Goose/duck stuffers: To make pate foie gras, the diseased duck liver that is considered a food of luxury, the bird has to have an aluminium or plastic tube put into its food pipe. Workers stuff corn mesh down the tubes constantly and make sure that the retching birds keep it down. If the mesh gets stuck they have to put their fingers into the tube to make sure the corn is pushed down into the stomach. This process continues until the liver is as large as the bird and it can be killed.
Pig hair remover: The hair is pulled out from the live pigs. Three people hold the animal down and the fourth pulls out bunches of hair, which are sent to be made into brushes. Later, the blood is washed off.
Pig stabber: There is a belief that pigs should be stabbed many times before being killed so that the pork is more edible. People are hired in piggeries to take short knives and stab pigs repeatedly before killing them. A former floor manager gave the following account, "The worst thing, worse than the physical danger, is the emotional toll. Pigs down on the kill floor have come up and nuzzled me like a puppy. Two minutes later, I had to kill them, beat them to death with a pipe. I can’t care."

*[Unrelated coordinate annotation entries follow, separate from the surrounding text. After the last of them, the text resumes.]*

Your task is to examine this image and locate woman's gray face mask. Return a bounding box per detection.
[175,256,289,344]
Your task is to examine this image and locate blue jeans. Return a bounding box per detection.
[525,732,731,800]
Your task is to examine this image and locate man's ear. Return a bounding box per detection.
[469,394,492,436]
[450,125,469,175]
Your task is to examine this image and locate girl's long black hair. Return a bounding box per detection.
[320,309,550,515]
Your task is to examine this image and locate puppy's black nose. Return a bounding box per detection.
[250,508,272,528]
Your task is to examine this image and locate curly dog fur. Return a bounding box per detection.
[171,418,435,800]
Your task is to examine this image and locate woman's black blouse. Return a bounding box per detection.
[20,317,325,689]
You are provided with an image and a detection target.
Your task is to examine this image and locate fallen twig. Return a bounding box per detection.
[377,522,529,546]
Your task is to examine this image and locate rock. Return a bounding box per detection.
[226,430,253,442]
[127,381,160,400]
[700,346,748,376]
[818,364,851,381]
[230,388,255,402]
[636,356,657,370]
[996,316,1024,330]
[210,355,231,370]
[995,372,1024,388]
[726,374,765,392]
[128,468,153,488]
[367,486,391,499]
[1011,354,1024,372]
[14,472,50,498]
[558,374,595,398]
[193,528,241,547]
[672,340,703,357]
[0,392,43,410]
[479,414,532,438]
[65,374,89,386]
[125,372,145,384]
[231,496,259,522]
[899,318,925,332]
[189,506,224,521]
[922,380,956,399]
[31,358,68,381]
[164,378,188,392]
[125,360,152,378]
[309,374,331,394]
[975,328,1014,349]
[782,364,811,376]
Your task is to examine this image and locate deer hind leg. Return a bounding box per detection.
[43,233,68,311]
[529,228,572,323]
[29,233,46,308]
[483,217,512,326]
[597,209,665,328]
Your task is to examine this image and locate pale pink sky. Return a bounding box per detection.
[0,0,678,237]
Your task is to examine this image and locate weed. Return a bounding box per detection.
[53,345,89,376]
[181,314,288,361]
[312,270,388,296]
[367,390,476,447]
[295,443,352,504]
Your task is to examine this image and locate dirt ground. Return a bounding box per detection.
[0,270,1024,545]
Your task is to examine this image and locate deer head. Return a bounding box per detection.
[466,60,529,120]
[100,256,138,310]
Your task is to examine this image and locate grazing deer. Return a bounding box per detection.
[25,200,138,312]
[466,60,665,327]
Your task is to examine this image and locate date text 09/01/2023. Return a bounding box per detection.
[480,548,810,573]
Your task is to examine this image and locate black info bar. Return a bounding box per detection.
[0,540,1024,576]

Animal renderer: Workers who bring the entrails, bones and blood from butchers and slaughterhouses, clean and strip them, boil and sort them, so that these animals can be turned into soap, fertilizer, candles, pharmaceuticals and toiletries.
In India, these jobs eventually become family professions. Parents train their children from a young age, often at the age of four.
Most facilities operate 24 hours a day, seven days a week — killing and processing hundreds or thousands of animals each hour. As one worker recounted, "There is no time to sharpen the knife. The knife gets dull and you have to cut harder. That’s when it really starts to hurt, and that’s when you cut yourself."
Each slaughterhouse worker suffers from diseases ranging from tuberculosis, asthma and bronchitis to eye, nose and throat irritation. They also suffer from traumatic injuries and noise-induced hearing loss. Workers suffer chronic pains in their hands, wrists, arms, shoulders and back. The industry has consistently operated with one of the highest injury rates in the country.
Fishermen experience one of the highest rates of fatalities among all classes of workers. They must stay at sea for extended periods, withstand adverse weather and sea conditions, catch, extract and store fish and load and unload the catch. Depleted supplies of fish in many waters add an element of uncertainty regarding the success of expeditions.
Apart from negatively impacting the lives of workers employed with the industry, these jobs also result in land and water pollution, posing a risk to citizens all over the world. Instead of trying to increase meat exports, the government should be looking at retraining slaughter house workers in skills that let them get jobs that ensure their dignity and financial well-being. Others can help by switching to vegetarian diets.